Given her background, it is not surprising that Ray focused on nuclear waste issues. Don’t worry about nuclear waste, she said. Her evidence? There are mounds of natural radioactive earth in Gabon and in Brazil, and there are plants and animals that live on them. The fact that the natural radiation does not instantly kill all of those organisms shows that we do not need to worry about nuclear pollution. Why, for crying out loud, there is actually a colony of rats living on one of them! Nuclear, glowing rats right out of the Simpsons (she might have said ten years later). And if rats, which only live a couple of years anyway, do not die prematurely from the radiation, then humans don’t need to worry about it either. Really, you can’t make something like this up.

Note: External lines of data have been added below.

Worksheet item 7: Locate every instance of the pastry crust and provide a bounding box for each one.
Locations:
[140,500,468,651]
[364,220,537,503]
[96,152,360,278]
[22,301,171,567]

And she went on. Nuclear bombs kill people, but fire kills people too, so don’t worry about any uses of atomic energy or even nuclear war. She helpfully pointed out that more people died in the firebombing of Tokyo than in the nuclear blast at Hiroshima. Gee, I feel better already.
Also, she said, don’t worry about carcinogens and cancer. After all, except for childhood leukemia, most cancer affects old people, who are just going to die pretty soon anyway. Besides, most cancer is caused by smoking. So if you smoke, you deserve cancer; and if you don’t, you deserve no further protection from environmental carcinogens or radiation. She didn’t quite use these words, but the implication was clear. And writers who disagree with her were committing, quote, “sob-sister journalism.”
In another chapter, she demonstrated that the good old days weren’t so good. People died back then, too. So take your penicillin and stop whining about environmental contamination.
Ray was especially upset that people were concerned about acid rain and what she considered the non-threat of ozone depletion. But even Republicans would not listen to those who spoke the way Dixy Lee Ray (who was a Democrat) did. In 1990, the president was George Herbert Walker Bush, who wanted to be remembered as “the environmental president.” And right as Ray’s book was being published, nations were coming together to solve acid rain and to ban CFCs. And even though Ray did not want us to worry about nuclear weapons, the rest of the world went ahead and defused the Cold War.
Unfortunately, what was fringe anti-environmentalism in 1990 has now become the norm in the Republican party, against which Democrats have little influence. The anti-environmental spewings of Donald Trump make Dixy Lee Ray sound mild.